Il y aurait autant de variétés d’hommes qu’il y a d’individus, s’il fallait en juger par les peaux de rechange, de forme et de couleur différentes, qu’il met et qu’il ôte à volonté. Mais on croit assez généralement qu’elles ne lui sont point naturelles et qu’il les fabrique. Tout ce que j’ai pu voir dans le temps de ma captivité m’a confirmé dans cette opinion. C’est le propre de l’homme qu’il fait une multitude de choses que nul autre n’a jamais faites ni ne fera jamais.

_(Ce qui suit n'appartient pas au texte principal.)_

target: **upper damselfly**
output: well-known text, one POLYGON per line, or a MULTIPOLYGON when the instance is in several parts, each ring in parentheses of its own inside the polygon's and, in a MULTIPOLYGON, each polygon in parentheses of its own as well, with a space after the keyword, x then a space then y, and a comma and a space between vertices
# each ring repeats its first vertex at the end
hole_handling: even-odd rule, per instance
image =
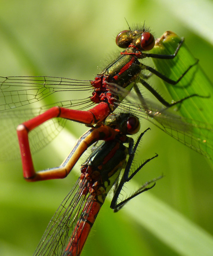
MULTIPOLYGON (((212 125, 180 117, 174 115, 173 113, 172 114, 168 113, 167 111, 171 106, 180 104, 187 98, 202 96, 194 93, 170 104, 145 81, 150 76, 143 73, 144 70, 149 70, 167 82, 174 84, 178 83, 197 61, 195 61, 193 64, 188 67, 176 81, 139 61, 147 57, 173 58, 176 56, 183 41, 183 39, 180 40, 173 54, 145 53, 143 52, 145 51, 150 50, 154 46, 155 40, 152 34, 144 28, 140 30, 124 30, 118 34, 116 42, 119 46, 127 48, 121 53, 119 56, 100 72, 93 81, 83 81, 50 77, 2 77, 0 87, 2 99, 1 106, 1 118, 2 120, 1 128, 3 131, 2 134, 3 135, 4 132, 5 134, 5 136, 3 136, 5 142, 2 143, 3 154, 1 156, 4 159, 7 158, 5 155, 7 153, 5 154, 7 150, 4 147, 9 147, 11 152, 11 148, 15 148, 13 141, 8 139, 8 133, 10 137, 12 134, 10 132, 8 127, 13 129, 14 124, 24 121, 23 124, 18 126, 18 133, 23 168, 29 175, 26 178, 30 179, 34 175, 34 170, 28 139, 30 131, 39 127, 39 130, 34 133, 35 138, 31 147, 31 152, 33 152, 52 139, 60 131, 60 125, 64 125, 65 120, 61 119, 57 122, 52 120, 54 117, 62 117, 91 125, 101 123, 119 106, 125 109, 125 111, 130 110, 138 112, 139 116, 154 122, 173 137, 207 157, 212 158, 212 125), (164 106, 164 108, 156 107, 150 101, 145 100, 137 86, 138 83, 150 91, 159 102, 164 106), (132 98, 127 97, 133 87, 137 95, 136 100, 134 100, 134 102, 132 98), (53 104, 55 106, 48 110, 46 109, 49 106, 35 109, 26 109, 24 107, 56 92, 91 90, 92 88, 93 90, 92 96, 87 99, 57 102, 53 104), (124 102, 124 98, 127 100, 127 103, 124 102), (98 105, 91 108, 95 103, 98 105), (89 109, 86 110, 87 108, 89 109), (39 115, 35 117, 33 117, 37 114, 39 115), (30 120, 26 121, 28 118, 30 120), (46 129, 48 130, 49 125, 49 122, 46 122, 50 120, 54 126, 57 127, 56 129, 54 128, 53 131, 50 124, 50 132, 46 132, 46 129), (11 123, 13 125, 10 125, 11 123), (40 125, 44 123, 45 123, 45 128, 44 126, 41 128, 40 125), (10 145, 10 142, 12 143, 12 147, 10 145)), ((13 155, 11 154, 11 155, 13 155)))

L’homme est le plus manqué des animaux. Il a une crinière qui, chez les uns, encadre tout le visage, tandis que, chez d’autres, elle protège seulement le dessus de la tête. Elle lui tombe avec l’âge, c’est-à-dire au moment où il en aurait le plus besoin pour se garantir du froid. On ne sait trop, au reste, à quoi elle lui sert. Ceux qui l’ont le plus fournie portent encore un couvert sur la tête. Autant qu’on en peut juger, le reste du corps est nu, sauf les peaux dont on l’affuble. Les autres animaux ont tous une couleur; la vache est noire ou rouge, souvent tachetée de blanc; le lièvre est blanc en hiver, roux en été; l’ours est brun; la marmotte a un gracieux pelage, nuancé du gris au noir; la peau de l’homme seule n’a pas de couleur propre; elle est à demi transparente et laisse deviner les chairs et le sang. Cela est sans exemple dans la nature. L’homme a lui-même le sentiment de cette monstruosité, et c’est probablement la raison pour laquelle il se couvre de fausses peaux, qui ne lui appartiennent pas et qu’il a soin de passer en couleur. Mais il garde le visage découvert, les mains aussi, ce qui donne envie d’y mordre. Si j’étais bête feroce, je mangerais beaucoup d’hommes.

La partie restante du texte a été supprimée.